Anyone who reads columns and blogs (including mine) or listens regularly to pundits of any and all political persuasions is well aware of all the problems Americans face and our seeming inability to agree on solutions, and to take our blessings for granted.
So—in the spirit of the Sam Cooke lyrics—I want to “accentuate the positive, eliminate the negative and latch on to the affirmative,” here goes: (I’ll leave out the “gooey” stuff about my long-suffering spouse, talented kids and absolutely perfect, wonderful grandchildren.)

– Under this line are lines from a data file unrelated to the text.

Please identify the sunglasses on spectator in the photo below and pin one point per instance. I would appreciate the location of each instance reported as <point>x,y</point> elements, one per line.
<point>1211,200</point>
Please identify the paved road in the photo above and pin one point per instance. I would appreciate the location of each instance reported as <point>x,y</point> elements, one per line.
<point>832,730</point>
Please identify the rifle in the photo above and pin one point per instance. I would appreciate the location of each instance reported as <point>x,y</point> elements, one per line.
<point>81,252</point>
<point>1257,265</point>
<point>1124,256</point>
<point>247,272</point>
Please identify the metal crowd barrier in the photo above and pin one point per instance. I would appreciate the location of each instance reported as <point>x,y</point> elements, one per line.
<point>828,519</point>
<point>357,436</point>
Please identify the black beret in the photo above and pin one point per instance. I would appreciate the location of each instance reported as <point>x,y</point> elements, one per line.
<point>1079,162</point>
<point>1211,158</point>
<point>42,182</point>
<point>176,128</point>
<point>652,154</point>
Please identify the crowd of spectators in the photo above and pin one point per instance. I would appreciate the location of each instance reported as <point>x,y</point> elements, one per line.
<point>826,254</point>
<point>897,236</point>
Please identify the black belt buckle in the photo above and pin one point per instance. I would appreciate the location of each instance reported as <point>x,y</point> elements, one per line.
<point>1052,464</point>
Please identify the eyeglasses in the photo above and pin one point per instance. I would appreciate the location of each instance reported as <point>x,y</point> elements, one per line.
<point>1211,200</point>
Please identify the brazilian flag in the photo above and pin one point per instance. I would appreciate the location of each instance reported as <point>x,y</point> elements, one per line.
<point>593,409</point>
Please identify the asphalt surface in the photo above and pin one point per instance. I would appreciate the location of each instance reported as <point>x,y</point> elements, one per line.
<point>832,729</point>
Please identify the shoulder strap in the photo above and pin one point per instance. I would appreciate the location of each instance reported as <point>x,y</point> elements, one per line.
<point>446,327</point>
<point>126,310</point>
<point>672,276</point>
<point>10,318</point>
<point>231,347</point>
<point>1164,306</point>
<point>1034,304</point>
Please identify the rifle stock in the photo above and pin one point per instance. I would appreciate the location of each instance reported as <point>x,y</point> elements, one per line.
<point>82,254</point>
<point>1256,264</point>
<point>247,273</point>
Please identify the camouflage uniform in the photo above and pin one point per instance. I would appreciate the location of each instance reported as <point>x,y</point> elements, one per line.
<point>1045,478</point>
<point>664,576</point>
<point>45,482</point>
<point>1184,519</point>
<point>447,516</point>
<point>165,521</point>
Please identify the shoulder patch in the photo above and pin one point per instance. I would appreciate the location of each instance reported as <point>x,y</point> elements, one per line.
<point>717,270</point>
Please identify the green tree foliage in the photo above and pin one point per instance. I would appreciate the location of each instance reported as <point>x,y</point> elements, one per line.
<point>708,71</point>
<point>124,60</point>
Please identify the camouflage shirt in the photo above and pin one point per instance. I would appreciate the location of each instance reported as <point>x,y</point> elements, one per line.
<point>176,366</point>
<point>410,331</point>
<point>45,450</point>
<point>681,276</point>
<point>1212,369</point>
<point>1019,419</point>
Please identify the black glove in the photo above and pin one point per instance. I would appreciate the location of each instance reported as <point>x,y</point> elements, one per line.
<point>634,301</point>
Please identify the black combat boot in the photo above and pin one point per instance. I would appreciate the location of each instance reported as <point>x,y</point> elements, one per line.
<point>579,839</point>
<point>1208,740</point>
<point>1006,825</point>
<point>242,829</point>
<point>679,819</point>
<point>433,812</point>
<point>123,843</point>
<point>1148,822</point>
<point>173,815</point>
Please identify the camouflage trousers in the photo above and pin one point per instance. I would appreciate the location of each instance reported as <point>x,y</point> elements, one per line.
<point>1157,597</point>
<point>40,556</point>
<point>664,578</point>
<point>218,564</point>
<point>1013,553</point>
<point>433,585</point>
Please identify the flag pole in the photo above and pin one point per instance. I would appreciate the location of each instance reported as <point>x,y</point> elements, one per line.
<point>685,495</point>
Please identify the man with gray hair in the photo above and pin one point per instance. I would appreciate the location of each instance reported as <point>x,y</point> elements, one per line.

• As my grandmother always said, “If you have your health, you have what’s really important.” So I’m grateful for my family’s good health, and good health insurance. (I’m especially grateful that I’m not one of the 300,000-plus Hoosiers who will continue to be uninsured because Indiana won’t expand Medicaid.)
• I’m grateful for public education at all levels. There are many people around the world who don’t have access to schooling of any sort, whose lack of basic literacy reduces their ability to live fully realized lives. We spend a lot of time beating up on our own schools and teachers, and many of those criticisms are justified, but on Thanksgiving, we might stop to realize how profoundly our lives have been changed by the availability of public education and the devotion of those who have made the nation’s schools their life’s work.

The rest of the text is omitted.